Under the
Protecting Americans from Foreign Adversary Controlled Applications Act (PAFACA), applications controlled by entities from designated foreign adversaries are subject to strict regulations in the United States. Specifically, PAFACA prohibits the distribution, maintenance, or updating of such "foreign adversary controlled applications" by web hosting services and app stores within the U.S., unless the application's owners execute a "qualified divestiture" within 270 days of its designation.
Designation Criteria for Foreign Adversary Controlled Applications
For an application to be classified as a foreign adversary controlled application under PAFACA, it must meet the following criteria:
- Application Type and User Base:
The application must be a website, desktop application, mobile application, or augmented/immersive technology platform that allows registered users to generate, share, and view content, and have at least 1 million monthly active users.
- Ownership and Control:
The application must be operated by individuals or entities domiciled in, headquartered in, maintaining a principal place of business in, or organized under the laws of a country designated as a U.S. foreign adversary under Section 4872(d)(2) of Title 10 of the United States Code. These foreign adversaries currently include:
- China (including Hong Kong and Macau)
- Russia
- Iran
- North Korea
- Cuba
- Venezuela (under the Maduro regime)
Alternatively, the application can be designated if at least 20% of its ownership stake is held by such persons.

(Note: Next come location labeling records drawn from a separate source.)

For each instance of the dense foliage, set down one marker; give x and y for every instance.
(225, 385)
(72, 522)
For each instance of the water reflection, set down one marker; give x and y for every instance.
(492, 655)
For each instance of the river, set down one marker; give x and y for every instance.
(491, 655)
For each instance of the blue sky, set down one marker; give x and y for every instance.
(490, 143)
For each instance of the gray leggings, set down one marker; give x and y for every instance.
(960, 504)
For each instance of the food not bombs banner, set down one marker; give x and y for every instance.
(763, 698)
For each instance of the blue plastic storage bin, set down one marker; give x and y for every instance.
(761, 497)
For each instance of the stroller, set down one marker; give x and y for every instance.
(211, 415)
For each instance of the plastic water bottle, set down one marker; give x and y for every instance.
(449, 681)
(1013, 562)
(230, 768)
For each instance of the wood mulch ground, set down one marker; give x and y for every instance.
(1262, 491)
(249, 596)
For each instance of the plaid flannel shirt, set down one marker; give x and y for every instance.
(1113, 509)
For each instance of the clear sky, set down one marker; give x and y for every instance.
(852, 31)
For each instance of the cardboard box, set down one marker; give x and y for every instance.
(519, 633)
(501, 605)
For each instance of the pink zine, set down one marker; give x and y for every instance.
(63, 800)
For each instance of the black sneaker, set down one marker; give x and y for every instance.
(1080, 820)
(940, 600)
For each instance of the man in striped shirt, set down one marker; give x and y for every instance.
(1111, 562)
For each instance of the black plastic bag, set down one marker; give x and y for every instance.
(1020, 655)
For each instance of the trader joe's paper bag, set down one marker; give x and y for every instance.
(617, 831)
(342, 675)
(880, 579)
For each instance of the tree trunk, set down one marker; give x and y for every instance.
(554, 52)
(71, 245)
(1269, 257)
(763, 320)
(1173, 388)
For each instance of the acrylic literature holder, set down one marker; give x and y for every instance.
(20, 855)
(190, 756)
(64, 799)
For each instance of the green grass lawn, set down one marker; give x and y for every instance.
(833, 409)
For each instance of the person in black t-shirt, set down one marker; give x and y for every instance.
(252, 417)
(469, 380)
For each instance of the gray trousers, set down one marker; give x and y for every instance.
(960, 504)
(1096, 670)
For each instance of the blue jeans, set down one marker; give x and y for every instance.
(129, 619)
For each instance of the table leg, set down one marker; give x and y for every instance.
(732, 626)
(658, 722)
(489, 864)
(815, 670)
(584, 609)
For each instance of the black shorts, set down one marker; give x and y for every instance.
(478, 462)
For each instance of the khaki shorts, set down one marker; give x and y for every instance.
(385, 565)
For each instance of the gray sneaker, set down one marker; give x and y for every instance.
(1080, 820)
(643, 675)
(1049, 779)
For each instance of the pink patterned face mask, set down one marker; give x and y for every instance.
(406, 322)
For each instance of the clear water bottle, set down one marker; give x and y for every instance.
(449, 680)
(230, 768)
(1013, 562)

- National Security Threat:
The application must be determined by the President to present a significant national security threat.
Implications for Ownership
If an Chinese entity owns a social media platform that meets these criteria, it would be required to divest its ownership to ensure the application is no longer under the control of a foreign adversary. Failure to comply within the specified timeframe would result in the application being effectively banned in the U.S., as web hosting services and app stores would be prohibited from supporting it.
While an Iranian entity could theoretically own a social media platform in the U.S., maintaining such ownership would necessitate compliance with PAFACA's divestiture requirements to avoid operational restrictions within the country.